N-Body Problem: Minimal N's for Qualitative Nontrivialities

Abstract

We review the N-Body Problem in arbitrary dimension d at the kinematical level, with modelling Background Independence in mind. In particular, we give a structural analysis of its reduced configuration spaces, decomposing this subject matter into basic Topology, Geometry, Group Theory, Linear Algebra, Graph Theory and Order Theory. At the metric level, these configuration spaces of shapes form basic geometric series for 1- and 2-d: SN - 2 and CPN - 2, though there are no more such series for d ≥ 3. d ≥ 3 also sees an onset of stratification.

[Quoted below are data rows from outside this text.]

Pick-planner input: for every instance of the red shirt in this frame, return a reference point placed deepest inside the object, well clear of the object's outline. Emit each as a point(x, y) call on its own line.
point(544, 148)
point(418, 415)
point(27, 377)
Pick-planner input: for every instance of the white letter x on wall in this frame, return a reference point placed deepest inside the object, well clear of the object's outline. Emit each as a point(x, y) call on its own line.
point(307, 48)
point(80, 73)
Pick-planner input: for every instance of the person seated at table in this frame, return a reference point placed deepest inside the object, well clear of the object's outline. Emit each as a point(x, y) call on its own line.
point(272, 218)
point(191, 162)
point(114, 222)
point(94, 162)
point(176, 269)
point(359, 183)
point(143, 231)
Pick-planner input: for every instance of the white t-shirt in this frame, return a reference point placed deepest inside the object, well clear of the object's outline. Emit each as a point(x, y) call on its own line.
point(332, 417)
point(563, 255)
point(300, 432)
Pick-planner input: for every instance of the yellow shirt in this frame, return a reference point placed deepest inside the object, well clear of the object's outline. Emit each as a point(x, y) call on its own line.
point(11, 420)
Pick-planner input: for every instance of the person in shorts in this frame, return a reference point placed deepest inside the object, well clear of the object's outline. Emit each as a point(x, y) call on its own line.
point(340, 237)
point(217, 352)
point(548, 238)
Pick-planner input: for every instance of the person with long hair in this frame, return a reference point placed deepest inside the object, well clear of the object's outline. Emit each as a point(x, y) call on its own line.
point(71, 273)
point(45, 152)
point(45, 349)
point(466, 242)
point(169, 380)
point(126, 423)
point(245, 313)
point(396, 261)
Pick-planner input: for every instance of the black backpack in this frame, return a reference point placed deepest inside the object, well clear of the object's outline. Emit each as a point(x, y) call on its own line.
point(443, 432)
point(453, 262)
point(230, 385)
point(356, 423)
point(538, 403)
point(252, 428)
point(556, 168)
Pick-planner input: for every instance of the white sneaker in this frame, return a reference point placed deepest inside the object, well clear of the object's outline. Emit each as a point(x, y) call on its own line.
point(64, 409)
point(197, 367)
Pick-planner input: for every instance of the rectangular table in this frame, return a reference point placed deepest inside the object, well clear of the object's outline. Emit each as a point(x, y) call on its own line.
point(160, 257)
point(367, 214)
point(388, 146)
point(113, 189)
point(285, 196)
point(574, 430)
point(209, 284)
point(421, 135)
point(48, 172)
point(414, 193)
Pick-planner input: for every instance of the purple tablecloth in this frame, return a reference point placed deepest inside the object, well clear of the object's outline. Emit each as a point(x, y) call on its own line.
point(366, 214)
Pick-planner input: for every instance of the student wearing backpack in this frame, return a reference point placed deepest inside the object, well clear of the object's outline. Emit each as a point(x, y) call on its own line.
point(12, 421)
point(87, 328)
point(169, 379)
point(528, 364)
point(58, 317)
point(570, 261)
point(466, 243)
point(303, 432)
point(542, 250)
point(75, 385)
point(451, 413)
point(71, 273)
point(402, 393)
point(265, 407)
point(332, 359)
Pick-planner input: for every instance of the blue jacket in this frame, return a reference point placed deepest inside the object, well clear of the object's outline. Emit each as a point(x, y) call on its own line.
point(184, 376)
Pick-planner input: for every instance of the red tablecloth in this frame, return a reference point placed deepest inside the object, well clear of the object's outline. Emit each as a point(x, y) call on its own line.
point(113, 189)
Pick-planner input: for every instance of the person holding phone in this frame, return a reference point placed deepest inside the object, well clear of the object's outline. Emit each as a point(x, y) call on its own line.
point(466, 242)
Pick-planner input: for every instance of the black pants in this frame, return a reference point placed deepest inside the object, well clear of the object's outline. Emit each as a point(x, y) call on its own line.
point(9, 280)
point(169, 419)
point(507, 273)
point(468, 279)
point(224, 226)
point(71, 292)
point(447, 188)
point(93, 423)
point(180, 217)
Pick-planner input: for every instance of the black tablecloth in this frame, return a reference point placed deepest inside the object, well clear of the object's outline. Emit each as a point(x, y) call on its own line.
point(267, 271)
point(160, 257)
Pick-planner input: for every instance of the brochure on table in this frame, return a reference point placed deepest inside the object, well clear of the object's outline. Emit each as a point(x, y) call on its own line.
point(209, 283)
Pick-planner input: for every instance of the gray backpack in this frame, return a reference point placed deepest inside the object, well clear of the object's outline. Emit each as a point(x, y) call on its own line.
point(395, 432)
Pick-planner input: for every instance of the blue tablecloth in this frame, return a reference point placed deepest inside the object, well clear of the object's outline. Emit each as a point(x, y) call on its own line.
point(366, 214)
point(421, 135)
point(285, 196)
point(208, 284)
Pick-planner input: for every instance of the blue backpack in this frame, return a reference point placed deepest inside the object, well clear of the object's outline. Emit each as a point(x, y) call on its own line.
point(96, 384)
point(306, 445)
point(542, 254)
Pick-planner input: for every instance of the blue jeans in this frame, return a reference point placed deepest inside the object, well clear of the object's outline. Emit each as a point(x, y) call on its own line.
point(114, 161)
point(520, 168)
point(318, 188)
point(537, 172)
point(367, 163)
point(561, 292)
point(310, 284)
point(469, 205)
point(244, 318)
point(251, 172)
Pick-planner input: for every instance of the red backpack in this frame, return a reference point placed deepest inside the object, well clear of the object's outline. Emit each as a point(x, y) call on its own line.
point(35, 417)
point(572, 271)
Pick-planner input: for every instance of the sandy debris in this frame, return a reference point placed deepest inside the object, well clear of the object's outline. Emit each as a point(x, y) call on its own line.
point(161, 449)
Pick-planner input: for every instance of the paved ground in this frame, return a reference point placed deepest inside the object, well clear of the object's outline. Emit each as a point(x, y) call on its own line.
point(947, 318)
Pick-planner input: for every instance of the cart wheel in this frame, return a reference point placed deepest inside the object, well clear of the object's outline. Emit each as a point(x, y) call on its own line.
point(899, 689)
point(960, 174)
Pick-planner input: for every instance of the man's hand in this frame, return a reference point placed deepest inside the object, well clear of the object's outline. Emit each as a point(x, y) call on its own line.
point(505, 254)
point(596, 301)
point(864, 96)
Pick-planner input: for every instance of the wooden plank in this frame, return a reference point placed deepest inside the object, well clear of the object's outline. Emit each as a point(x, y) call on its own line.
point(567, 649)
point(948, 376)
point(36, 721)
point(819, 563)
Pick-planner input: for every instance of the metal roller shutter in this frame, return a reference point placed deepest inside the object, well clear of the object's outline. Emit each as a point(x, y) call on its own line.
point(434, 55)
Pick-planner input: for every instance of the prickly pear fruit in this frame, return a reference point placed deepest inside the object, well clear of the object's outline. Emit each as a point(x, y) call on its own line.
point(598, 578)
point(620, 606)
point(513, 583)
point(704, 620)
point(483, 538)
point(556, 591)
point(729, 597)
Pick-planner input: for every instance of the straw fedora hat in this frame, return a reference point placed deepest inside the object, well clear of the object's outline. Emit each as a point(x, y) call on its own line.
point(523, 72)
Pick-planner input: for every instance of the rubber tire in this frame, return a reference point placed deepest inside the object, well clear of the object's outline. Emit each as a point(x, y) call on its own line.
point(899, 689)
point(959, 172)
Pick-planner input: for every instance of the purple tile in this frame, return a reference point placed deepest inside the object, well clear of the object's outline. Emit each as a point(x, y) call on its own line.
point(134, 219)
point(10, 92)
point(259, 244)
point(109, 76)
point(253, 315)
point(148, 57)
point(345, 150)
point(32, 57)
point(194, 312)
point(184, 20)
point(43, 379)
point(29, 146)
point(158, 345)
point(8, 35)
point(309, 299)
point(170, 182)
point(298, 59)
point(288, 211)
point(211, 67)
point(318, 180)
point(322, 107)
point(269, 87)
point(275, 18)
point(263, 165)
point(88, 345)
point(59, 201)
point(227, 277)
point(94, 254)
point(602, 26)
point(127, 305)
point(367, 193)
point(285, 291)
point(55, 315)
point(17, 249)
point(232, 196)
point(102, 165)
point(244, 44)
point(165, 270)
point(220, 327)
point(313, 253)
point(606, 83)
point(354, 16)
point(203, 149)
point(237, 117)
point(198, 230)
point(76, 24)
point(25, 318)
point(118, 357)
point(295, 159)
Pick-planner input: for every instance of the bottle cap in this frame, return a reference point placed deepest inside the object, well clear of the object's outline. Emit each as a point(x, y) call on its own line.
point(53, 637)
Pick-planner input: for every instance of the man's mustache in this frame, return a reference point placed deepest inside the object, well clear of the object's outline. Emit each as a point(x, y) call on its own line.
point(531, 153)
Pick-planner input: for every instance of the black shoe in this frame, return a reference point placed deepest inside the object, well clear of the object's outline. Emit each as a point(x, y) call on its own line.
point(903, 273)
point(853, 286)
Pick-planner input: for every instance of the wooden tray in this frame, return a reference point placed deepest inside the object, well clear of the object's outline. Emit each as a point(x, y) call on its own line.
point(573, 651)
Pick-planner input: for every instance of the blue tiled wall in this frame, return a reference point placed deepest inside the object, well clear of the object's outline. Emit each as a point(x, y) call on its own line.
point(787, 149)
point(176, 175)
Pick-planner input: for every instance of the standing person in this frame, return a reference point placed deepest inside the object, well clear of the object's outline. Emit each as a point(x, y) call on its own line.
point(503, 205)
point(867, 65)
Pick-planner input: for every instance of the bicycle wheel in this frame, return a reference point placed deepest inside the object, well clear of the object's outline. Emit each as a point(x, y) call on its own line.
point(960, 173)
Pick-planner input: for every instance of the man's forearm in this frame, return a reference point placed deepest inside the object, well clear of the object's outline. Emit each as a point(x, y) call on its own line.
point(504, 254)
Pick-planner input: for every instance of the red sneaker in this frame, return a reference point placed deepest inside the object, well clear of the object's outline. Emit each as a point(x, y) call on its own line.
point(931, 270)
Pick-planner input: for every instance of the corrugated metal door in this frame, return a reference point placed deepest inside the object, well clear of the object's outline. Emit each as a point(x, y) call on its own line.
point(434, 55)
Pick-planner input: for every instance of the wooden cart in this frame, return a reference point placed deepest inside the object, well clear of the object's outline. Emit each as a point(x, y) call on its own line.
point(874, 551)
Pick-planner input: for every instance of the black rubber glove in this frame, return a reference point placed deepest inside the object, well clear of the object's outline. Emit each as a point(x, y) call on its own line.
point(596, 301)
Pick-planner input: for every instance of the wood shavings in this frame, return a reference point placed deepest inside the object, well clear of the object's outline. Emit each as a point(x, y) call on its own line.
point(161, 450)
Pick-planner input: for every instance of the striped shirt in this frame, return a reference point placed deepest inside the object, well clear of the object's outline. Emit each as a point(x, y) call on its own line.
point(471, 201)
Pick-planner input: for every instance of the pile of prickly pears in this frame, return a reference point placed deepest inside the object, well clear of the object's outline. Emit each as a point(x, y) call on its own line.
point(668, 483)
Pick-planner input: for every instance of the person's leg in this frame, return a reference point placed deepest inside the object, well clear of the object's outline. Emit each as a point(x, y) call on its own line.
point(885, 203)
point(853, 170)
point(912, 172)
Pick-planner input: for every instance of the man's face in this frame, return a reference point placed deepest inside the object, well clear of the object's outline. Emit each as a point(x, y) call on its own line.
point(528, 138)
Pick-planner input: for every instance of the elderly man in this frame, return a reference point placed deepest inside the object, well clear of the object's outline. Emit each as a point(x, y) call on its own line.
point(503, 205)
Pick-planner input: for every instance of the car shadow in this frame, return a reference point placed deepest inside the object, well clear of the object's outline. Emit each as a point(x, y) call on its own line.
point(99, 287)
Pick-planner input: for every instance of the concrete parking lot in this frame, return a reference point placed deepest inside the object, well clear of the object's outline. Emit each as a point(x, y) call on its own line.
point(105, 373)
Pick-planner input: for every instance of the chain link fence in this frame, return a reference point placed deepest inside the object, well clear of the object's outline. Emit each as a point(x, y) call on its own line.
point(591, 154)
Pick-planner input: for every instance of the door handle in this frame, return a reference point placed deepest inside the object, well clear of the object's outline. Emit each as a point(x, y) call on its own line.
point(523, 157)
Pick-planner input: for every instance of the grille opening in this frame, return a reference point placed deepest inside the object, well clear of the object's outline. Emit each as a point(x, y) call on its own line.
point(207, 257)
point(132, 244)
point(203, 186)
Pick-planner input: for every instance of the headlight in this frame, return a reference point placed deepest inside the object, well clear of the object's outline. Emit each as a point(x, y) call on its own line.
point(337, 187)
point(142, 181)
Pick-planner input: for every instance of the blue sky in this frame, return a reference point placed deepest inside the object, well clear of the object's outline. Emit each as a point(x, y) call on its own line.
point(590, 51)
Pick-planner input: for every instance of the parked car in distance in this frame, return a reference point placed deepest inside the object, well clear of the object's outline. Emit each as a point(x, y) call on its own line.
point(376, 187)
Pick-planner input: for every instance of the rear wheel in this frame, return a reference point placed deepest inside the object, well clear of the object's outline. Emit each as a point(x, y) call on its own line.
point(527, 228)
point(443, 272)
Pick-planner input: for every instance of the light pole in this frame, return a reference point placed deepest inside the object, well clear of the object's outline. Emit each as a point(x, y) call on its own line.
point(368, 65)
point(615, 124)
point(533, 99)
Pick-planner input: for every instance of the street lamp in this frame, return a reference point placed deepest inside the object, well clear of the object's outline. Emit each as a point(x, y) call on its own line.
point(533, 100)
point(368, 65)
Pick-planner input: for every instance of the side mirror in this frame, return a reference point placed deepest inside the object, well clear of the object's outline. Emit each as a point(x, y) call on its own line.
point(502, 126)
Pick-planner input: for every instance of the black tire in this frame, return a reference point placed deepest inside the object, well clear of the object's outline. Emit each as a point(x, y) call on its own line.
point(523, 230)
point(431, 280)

Casson's diagonal, for which N = d + 1, plays a critical role which we explain in simple Linear Algebra terms; these are moreover topologically spheres. N = d and N = d + 2 have further significance as well, the latter as regards a counting notion of genericity of the isotropy groups and kinematical orbits realized. These observations twin the N = (3, 4, 5) progression in qualitative complexity that almost all N-Body Problem work for concrete N concentrates on with the much better-known N = (2, 3, 4) progression in 2-d: from intervals to triangles to quadrilaterals: a large source of intuitions and mathematical analogies. We furthermore provide an Order-Theoretic genericity criterion, which is almost always bounded by the double-slope N = 2 d + 1 line, though an accidental relation pushes N up by 1 to 8 in 3-d. We finally consider rubber shapes, for which the configuration spaces are graphs: much simpler than stratified manifolds, and yet containing quite a few of metric-level shapes' qualitative features. This singles out N = 5 and 6 in 1-d and N = 6 and 8 in ≥ 2-d for the onsets of various graph-theoretical nontrivialities.